Elite is a free-form space trading and combat simulation, commonly considered the progenitor of this sub-genre. The player initially controls a character referred to as “Commander Jameson”, starting at Lave Station with 100 credits and a lightly armed trading ship called Cobra Mark III. Most of the game consists of traveling to various star systems, trading with their inhabitants, gaining money and reputation. Money can also be gained by other means beside trading; these include undertaking military missions, bounty hunting, asteroid mining, and even piracy. As the player character earns money, he becomes able to upgrade his ships with enhancements such as better weapons, shields, increased cargo capacity, an automated docking system, etc.

The game utilizes pseudo-3D wire-frame graphics; its world is viewed from a first-person perspective. It has no overarching story, though a race known as Thargoids play the role of antagonists: their ships will often attack the player-controlled ship, forcing the player to engage in space combat. Combat is action-oriented, taking place in the same environment as the exploration. The player must use various weapons the ship is equipped with, as well as manoeuvre the ship, trying to dodge enemy attacks. The player can also choose to attack neutral ships; doing so will decrease the protagonist’s reputation, eventually attracting the attention of the galactic police.

Elite is notable for its expansive game world, consisting of eight galaxies and 256 planets. The player is free to travel to any of these planets, provided his ship has enough fuel for the trip (the ship’s fuel capacity is limited for a journey to the distance of seven light years).

The Acorn Archimedes version, ArcElite (1991), written by Warren Burch & Clive Gringras and regarded by Stuff magazine as the best conversion of the original game, added intelligent opponents who engage in their own private battles and police who take an active interest in protecting the law.
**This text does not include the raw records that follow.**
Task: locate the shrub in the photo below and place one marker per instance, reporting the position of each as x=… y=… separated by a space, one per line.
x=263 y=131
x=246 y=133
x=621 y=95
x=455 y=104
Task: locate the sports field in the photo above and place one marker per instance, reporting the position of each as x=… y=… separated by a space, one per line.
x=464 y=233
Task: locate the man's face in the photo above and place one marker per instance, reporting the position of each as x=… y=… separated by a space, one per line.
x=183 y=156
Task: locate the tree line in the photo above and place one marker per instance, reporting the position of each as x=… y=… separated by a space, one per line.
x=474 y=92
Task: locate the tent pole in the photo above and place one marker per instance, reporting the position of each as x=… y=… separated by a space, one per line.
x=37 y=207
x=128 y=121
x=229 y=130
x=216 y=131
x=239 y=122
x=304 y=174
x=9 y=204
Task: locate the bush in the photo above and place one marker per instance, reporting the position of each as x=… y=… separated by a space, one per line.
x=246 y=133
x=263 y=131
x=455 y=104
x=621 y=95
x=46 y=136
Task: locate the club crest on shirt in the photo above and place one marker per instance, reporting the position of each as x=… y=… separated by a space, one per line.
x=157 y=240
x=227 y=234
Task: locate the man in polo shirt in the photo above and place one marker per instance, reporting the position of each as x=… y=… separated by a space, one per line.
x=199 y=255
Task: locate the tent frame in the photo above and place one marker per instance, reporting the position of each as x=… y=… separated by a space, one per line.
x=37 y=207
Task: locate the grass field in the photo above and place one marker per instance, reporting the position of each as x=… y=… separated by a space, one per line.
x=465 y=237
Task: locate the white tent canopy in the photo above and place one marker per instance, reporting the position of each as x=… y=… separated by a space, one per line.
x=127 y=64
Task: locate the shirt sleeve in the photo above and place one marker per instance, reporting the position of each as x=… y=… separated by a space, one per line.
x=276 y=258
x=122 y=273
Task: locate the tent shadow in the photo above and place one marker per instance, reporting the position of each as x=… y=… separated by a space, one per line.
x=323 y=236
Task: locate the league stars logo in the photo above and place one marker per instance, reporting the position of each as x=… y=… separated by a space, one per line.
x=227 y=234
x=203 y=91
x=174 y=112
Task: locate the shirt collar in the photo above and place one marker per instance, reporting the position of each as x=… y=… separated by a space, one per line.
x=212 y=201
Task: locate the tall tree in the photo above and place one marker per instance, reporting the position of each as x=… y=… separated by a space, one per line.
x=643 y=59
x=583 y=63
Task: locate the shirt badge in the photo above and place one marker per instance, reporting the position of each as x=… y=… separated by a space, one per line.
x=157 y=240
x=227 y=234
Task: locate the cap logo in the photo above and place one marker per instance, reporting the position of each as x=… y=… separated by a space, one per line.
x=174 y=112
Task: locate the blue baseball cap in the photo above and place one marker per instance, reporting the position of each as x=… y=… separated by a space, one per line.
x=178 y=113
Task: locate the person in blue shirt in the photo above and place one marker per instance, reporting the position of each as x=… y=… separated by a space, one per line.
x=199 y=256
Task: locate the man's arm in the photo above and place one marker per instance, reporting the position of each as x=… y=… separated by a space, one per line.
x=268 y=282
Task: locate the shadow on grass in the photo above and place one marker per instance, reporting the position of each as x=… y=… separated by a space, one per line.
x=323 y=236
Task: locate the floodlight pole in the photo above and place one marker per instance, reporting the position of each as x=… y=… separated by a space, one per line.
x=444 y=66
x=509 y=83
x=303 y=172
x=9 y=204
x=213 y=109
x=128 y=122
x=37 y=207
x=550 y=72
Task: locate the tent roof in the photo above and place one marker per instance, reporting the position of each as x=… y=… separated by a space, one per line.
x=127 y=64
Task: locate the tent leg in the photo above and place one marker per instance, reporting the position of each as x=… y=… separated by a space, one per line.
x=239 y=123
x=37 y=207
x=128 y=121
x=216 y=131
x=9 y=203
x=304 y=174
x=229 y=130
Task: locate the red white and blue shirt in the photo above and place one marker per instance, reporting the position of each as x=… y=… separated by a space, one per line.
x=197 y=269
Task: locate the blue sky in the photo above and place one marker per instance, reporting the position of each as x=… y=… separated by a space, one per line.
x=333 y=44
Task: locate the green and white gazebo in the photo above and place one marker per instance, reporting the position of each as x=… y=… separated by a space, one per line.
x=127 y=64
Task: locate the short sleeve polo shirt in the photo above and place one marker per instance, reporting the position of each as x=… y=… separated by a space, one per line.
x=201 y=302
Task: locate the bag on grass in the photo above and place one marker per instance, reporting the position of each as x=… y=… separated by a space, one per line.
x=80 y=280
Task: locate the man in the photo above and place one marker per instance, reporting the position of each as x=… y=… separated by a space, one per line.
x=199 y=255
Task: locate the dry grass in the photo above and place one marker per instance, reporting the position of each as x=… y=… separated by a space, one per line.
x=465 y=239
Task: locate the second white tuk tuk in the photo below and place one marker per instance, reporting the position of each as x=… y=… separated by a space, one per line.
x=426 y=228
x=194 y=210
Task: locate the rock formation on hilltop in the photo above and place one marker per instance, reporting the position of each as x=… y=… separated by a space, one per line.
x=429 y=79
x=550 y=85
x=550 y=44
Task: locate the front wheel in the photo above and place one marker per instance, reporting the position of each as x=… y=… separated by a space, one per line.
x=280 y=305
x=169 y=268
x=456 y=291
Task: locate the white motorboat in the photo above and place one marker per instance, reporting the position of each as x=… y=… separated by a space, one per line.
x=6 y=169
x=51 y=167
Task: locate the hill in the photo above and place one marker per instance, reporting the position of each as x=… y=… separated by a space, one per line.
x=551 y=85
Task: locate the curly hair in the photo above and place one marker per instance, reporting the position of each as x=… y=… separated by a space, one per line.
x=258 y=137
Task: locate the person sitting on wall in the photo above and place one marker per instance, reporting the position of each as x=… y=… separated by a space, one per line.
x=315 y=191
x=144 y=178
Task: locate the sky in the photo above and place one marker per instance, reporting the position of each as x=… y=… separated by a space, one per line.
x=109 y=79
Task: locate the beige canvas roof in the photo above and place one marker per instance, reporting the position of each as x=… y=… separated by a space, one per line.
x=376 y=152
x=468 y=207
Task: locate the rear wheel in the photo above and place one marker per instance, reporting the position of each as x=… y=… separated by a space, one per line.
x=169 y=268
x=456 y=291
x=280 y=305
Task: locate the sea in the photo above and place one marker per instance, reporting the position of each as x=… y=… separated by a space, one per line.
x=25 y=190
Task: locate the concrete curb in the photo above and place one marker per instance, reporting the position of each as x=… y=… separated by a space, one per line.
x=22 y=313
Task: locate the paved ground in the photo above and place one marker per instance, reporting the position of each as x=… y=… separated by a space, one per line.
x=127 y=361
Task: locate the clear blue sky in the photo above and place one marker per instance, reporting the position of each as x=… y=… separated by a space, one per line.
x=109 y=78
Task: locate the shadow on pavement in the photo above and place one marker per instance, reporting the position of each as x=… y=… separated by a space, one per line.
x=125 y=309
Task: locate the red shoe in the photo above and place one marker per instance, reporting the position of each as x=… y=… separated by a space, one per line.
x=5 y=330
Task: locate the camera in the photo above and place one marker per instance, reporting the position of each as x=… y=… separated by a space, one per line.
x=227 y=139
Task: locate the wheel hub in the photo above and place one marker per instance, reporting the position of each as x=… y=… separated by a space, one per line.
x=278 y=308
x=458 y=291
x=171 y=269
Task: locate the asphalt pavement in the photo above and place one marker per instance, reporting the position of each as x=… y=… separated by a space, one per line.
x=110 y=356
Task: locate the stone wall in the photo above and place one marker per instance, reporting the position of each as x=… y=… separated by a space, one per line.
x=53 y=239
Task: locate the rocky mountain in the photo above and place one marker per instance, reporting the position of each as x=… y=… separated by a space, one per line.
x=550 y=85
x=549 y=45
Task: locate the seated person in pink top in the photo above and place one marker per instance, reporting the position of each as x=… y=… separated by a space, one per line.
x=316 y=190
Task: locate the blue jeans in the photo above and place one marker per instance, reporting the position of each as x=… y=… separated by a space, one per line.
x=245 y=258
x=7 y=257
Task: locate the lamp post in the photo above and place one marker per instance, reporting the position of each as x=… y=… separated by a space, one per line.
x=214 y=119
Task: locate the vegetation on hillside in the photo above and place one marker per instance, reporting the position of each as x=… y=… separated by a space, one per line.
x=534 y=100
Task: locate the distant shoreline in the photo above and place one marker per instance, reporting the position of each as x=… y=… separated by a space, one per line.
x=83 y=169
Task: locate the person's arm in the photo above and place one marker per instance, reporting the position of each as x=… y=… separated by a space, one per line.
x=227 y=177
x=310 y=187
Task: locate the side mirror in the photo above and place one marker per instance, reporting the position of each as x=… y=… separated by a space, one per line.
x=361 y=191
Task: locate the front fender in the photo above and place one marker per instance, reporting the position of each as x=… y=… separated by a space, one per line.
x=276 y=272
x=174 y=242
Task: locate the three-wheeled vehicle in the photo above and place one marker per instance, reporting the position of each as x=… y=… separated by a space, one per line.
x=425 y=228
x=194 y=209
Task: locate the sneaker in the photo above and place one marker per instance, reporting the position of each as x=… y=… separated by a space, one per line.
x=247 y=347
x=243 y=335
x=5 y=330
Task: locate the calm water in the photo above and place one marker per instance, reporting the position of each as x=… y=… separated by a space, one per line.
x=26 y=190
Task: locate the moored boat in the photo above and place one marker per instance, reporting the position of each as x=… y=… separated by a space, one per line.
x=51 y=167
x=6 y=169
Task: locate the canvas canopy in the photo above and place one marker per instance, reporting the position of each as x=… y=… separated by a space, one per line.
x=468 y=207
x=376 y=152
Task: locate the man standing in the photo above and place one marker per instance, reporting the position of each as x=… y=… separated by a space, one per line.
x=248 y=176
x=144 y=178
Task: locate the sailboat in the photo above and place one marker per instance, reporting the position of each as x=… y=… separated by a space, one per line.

As well as such gameplay enhancements, the version also exploited the more modern hardware by using polygon mesh graphics in place of the wire-frames. The game world no longer seems to be centered around the player; freighter fleets with escorts go about their own business, pirate formations patrol lawless systems looking for cargo to loot and mining ships can often be found breaking up asteroids for their mineral content. Unlike the mythical Generation Ships of the original, rare occurrences of other non-pirate entities mentioned in the manual really can be found in the Archimedes version: geometric formations of space beacons; hermits living among the asteroids; abandoned ships towed by police (although Dredgers and Generation Ships are confirmed not to exist in Archimedes Elite). The Archimedes version of Elite was originally written to be a space trading game called Trojan – however the obvious similarities eventually meant that to avoid a potential lawsuit Trojan had to become an official Elite conversion.